In Kirkus’ best-case scenario, Waters discloses what he really thinks about John Travolta playing Edna Turnblad. “I thought he did a good job. He played it like Anna Nicole Smith that got fat, or a Playboy bunny or a cheerleader that at one time was hot, and then got fat, and that’s a pretty different interpretation of the way that I originally did it—I think that’s why each time they did a remake of Hairspray, it was successful because they did change it. It was never the same, and that’s why it worked,” he says. “Divine played it very realistically, as a woman in East Baltimore would have, somebody that was wore muumuus and pin curls and took in ironing.”

If Waters is this companionable by phone, he must be a treat across a bench seat. Some (real) drivers who picked him up were fans; others had never heard of him or his many movies. A few thought he was a hobo and tried to give him money.

No matter the ride, Waters strove to provide excellent company. “I love to hear about other people’s lives. That’s why I’m a good hitchhiker, because I don’t want to talk about myself—I mean, I will to get a ride, but I much prefer to listen to them, and people who pick up hitchhikers want to talk. In the best and worst chapters, I always had great music that comes on the radio, because there’s so many great hitchhiking songs I wanted to talk about, but no one played the radio, ever,” he says. (A Carsick playlist can be found at the back of the book.)
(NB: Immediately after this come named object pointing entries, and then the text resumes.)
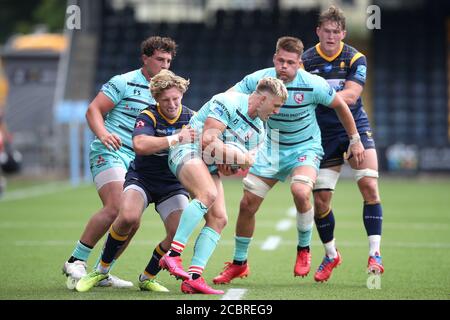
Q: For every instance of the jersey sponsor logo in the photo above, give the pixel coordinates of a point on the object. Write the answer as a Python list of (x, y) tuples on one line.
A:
[(327, 67), (361, 73), (170, 131), (298, 97), (113, 86), (100, 162), (336, 84), (219, 110)]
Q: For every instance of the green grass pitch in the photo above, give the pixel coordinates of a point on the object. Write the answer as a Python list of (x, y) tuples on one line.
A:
[(39, 228)]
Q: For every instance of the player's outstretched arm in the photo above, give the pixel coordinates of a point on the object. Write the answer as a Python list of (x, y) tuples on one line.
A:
[(345, 116), (145, 144), (95, 114), (351, 92)]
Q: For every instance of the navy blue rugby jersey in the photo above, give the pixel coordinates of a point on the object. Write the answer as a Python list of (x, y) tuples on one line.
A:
[(152, 122)]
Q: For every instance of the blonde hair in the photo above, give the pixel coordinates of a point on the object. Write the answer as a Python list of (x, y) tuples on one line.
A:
[(166, 79), (290, 44), (333, 14), (273, 86)]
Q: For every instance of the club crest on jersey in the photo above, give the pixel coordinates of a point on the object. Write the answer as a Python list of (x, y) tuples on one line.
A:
[(140, 124), (170, 131), (327, 67), (298, 97)]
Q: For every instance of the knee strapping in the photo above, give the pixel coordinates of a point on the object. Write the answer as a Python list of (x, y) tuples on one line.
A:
[(359, 174), (303, 179), (326, 179), (256, 186)]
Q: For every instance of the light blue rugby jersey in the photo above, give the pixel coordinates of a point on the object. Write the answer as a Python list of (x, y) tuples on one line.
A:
[(231, 108), (296, 121), (131, 94)]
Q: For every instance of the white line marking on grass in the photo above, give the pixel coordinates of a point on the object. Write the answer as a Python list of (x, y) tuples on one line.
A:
[(271, 243), (152, 243), (284, 225), (292, 212), (234, 294)]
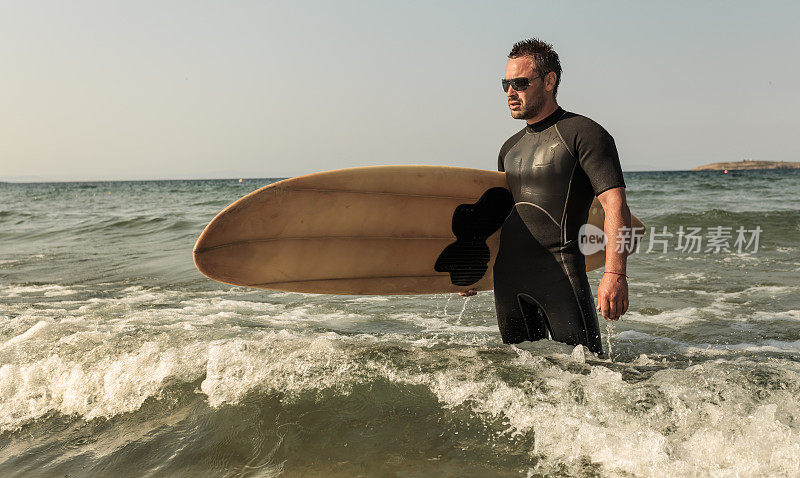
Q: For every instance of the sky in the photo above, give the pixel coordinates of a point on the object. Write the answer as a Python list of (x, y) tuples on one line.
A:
[(113, 90)]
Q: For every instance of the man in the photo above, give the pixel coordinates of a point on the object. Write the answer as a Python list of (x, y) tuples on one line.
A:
[(555, 166)]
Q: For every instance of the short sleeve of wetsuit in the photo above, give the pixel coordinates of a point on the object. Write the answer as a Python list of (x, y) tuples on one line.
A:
[(595, 149), (510, 142)]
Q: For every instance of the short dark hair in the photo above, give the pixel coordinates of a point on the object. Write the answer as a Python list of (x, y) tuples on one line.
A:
[(545, 59)]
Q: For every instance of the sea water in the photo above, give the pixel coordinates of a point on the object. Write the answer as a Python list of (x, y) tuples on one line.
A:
[(118, 358)]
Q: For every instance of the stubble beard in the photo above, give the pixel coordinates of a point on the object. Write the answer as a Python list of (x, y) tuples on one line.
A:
[(530, 109)]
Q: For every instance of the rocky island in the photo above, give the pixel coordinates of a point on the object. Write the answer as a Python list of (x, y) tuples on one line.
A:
[(748, 164)]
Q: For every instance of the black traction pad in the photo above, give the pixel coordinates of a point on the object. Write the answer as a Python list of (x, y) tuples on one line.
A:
[(467, 259)]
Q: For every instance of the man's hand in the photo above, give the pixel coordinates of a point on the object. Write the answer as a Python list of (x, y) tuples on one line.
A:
[(612, 296)]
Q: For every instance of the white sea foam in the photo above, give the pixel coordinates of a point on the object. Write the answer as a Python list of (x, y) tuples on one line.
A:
[(49, 290)]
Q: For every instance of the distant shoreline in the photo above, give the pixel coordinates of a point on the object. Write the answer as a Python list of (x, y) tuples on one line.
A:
[(747, 164)]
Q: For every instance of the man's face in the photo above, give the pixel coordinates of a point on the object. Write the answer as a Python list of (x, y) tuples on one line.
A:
[(529, 103)]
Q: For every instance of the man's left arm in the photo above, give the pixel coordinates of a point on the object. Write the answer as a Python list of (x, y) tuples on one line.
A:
[(612, 293)]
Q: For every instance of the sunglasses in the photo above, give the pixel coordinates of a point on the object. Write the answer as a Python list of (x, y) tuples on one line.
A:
[(519, 84)]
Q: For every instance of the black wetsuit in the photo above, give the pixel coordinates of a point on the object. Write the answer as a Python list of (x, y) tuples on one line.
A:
[(554, 168)]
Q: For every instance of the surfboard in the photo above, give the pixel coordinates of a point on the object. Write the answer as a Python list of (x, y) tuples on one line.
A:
[(372, 230)]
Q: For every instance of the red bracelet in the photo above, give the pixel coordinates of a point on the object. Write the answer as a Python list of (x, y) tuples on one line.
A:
[(617, 273)]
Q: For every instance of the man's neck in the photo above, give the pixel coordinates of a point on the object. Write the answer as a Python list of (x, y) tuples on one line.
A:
[(546, 111)]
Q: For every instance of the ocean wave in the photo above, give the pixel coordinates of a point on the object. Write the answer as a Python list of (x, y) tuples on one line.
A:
[(546, 405)]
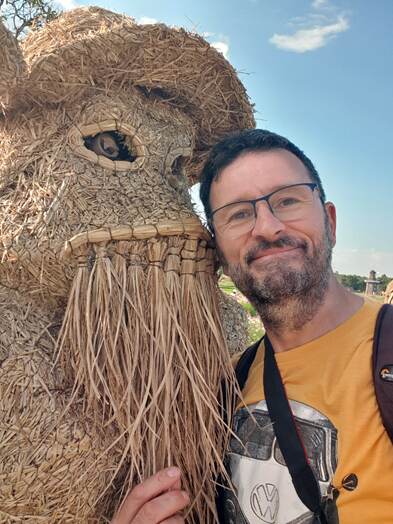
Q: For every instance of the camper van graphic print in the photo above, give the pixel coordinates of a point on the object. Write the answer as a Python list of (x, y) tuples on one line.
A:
[(264, 492)]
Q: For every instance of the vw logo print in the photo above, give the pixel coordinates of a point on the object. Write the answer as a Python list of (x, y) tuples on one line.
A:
[(265, 502)]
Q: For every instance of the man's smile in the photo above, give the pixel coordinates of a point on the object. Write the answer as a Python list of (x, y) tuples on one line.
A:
[(273, 253)]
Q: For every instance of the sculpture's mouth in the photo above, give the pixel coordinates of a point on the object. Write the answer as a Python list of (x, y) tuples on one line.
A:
[(142, 346), (183, 246), (190, 228)]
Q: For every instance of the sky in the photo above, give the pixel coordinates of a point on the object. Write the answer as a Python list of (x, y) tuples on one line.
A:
[(319, 72)]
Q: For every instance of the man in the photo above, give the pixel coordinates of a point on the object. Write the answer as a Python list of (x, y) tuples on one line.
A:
[(275, 232)]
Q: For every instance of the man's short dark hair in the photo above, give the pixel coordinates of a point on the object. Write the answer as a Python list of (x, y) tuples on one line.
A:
[(231, 147)]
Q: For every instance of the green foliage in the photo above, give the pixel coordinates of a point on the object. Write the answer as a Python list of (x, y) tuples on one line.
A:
[(22, 15), (250, 309), (357, 283), (384, 279), (255, 331), (354, 282)]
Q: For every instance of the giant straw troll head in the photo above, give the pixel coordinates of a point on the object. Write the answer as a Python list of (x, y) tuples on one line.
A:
[(105, 125)]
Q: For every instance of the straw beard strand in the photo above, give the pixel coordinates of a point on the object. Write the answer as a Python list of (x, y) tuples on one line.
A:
[(142, 342)]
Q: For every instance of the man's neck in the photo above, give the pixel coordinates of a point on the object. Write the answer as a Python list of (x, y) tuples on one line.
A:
[(338, 305)]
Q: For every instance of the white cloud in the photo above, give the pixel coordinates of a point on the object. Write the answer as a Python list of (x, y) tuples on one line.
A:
[(362, 261), (66, 5), (146, 20), (311, 38), (317, 4), (222, 47)]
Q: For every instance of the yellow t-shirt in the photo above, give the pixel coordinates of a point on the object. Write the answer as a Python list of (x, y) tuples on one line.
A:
[(330, 387)]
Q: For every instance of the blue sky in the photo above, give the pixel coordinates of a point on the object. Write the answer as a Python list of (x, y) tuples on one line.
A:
[(321, 73)]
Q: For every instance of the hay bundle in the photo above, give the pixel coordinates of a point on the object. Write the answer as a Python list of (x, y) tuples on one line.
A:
[(110, 338)]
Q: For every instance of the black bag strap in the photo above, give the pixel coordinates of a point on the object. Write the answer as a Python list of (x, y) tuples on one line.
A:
[(288, 437), (383, 366)]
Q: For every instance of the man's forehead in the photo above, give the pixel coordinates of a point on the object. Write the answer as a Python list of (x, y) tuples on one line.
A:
[(255, 173), (264, 160)]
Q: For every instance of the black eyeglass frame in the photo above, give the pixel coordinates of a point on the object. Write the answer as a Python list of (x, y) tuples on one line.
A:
[(312, 185)]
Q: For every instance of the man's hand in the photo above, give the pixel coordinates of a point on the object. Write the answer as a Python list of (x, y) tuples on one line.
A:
[(157, 500)]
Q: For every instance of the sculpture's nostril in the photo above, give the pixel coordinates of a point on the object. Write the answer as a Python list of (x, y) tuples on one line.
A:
[(105, 144)]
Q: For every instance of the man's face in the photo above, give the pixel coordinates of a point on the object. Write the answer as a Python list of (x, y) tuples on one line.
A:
[(275, 259)]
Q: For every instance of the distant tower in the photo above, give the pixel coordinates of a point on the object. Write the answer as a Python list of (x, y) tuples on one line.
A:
[(372, 284)]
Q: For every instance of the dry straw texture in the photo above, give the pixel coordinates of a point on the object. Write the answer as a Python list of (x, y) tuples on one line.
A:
[(111, 340)]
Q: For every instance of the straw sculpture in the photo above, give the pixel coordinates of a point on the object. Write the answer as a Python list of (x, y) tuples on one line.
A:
[(389, 293), (111, 345)]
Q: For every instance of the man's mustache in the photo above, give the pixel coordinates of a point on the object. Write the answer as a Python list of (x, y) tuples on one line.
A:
[(280, 242)]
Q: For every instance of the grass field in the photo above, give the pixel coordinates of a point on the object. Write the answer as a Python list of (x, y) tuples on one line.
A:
[(255, 327)]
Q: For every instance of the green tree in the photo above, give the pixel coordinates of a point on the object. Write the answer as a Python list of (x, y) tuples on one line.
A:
[(384, 279), (22, 15), (354, 282)]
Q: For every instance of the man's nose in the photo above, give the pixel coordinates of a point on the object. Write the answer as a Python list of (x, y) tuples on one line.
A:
[(266, 224)]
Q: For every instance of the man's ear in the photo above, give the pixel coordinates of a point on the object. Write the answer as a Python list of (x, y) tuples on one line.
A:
[(330, 209), (12, 66)]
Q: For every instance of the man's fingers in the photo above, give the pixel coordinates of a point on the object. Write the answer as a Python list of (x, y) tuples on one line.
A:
[(149, 489), (162, 508)]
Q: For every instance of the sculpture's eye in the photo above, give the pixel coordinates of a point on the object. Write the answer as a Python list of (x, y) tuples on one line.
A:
[(110, 144)]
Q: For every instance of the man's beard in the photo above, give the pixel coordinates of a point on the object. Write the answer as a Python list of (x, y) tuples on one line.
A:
[(286, 296)]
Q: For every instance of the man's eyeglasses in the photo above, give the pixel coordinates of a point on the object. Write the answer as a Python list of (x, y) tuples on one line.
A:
[(287, 203)]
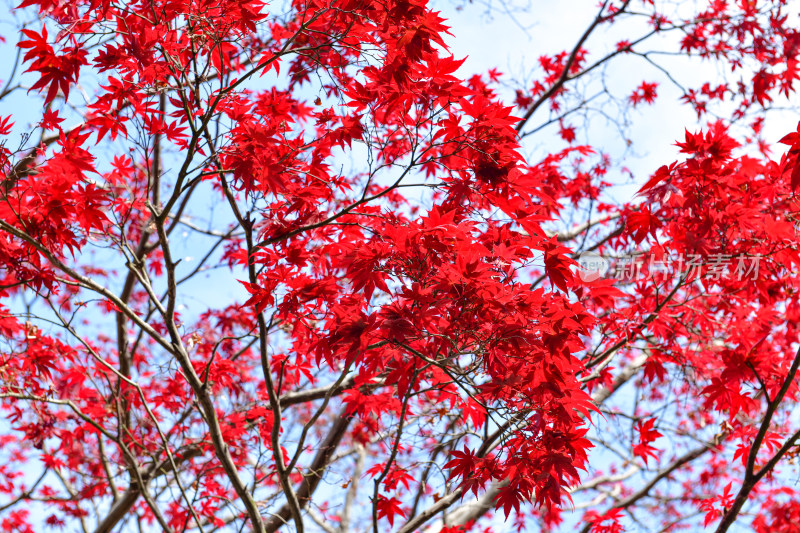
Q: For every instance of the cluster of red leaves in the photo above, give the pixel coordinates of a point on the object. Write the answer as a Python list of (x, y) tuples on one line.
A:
[(407, 319)]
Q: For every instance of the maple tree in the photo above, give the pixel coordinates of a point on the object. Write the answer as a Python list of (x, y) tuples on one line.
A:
[(284, 267)]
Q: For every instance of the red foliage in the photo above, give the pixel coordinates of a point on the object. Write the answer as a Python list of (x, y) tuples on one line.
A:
[(255, 252)]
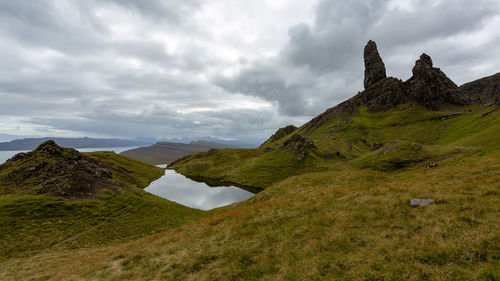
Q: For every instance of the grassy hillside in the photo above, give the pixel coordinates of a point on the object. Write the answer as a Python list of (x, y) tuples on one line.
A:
[(353, 224), (168, 152), (408, 135), (36, 220)]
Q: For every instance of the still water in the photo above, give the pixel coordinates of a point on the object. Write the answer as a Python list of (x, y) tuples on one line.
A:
[(176, 187), (5, 155)]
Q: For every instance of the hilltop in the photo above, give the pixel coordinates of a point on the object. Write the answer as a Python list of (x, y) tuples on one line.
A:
[(32, 143), (168, 152), (57, 198), (392, 124)]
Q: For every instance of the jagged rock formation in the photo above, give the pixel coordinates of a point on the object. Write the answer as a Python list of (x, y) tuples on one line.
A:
[(53, 170), (374, 66), (430, 87), (484, 90)]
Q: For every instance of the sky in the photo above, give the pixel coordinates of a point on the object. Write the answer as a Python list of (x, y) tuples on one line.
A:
[(231, 69)]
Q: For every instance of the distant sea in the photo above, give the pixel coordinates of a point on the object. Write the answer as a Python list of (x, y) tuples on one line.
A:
[(5, 155)]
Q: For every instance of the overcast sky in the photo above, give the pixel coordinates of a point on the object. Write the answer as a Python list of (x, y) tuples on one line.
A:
[(225, 68)]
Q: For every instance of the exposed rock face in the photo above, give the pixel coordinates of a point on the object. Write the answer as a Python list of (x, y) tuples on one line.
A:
[(281, 132), (299, 145), (54, 170), (484, 90), (430, 87), (374, 66)]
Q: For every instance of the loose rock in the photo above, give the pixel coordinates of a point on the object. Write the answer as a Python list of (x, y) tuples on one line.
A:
[(420, 202)]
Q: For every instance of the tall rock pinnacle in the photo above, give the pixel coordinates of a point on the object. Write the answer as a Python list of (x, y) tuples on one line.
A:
[(374, 66)]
When entertaining from the passenger’s seat, Waters takes the same approach to storytelling as he does to making movies or writing books. “To me, a good storyteller loves the subject matter. You can be funny and be mean, but it only lasts for a short time, then it gets tiring. My specialty has always been praising things that most people don’t like. You don’t hear me saying negative things, unless it’s about something that everyone else loves. Certainly, if you’re going to make fun of others, you have to make fun of yourself first—and it can’t be too longwinded. Humor is brevity. There’s no such thing as a long good funny movie, or a long good funny novel. ... That’s why in Carsick each chapter is short. To me it’s like each one’s a little movie.”JW Cover

With dozens of chapters to choose from, Carsick is bound to delight most readers. “There are parts in it that will make you laugh, that will make you retch, will make you believe in the basic goodness of people. I think in the long run this book is very optimistic, and one chapter’s even a little bit sentimental. I think there’s something in it for everybody, as long as you have a sense of humor about yourself and are willing to get in any car,” he says in an ominous rumble. “That’s what I’m asking you to do—come along with me! Some of them are idiots, some of them are great, and some of them are real.”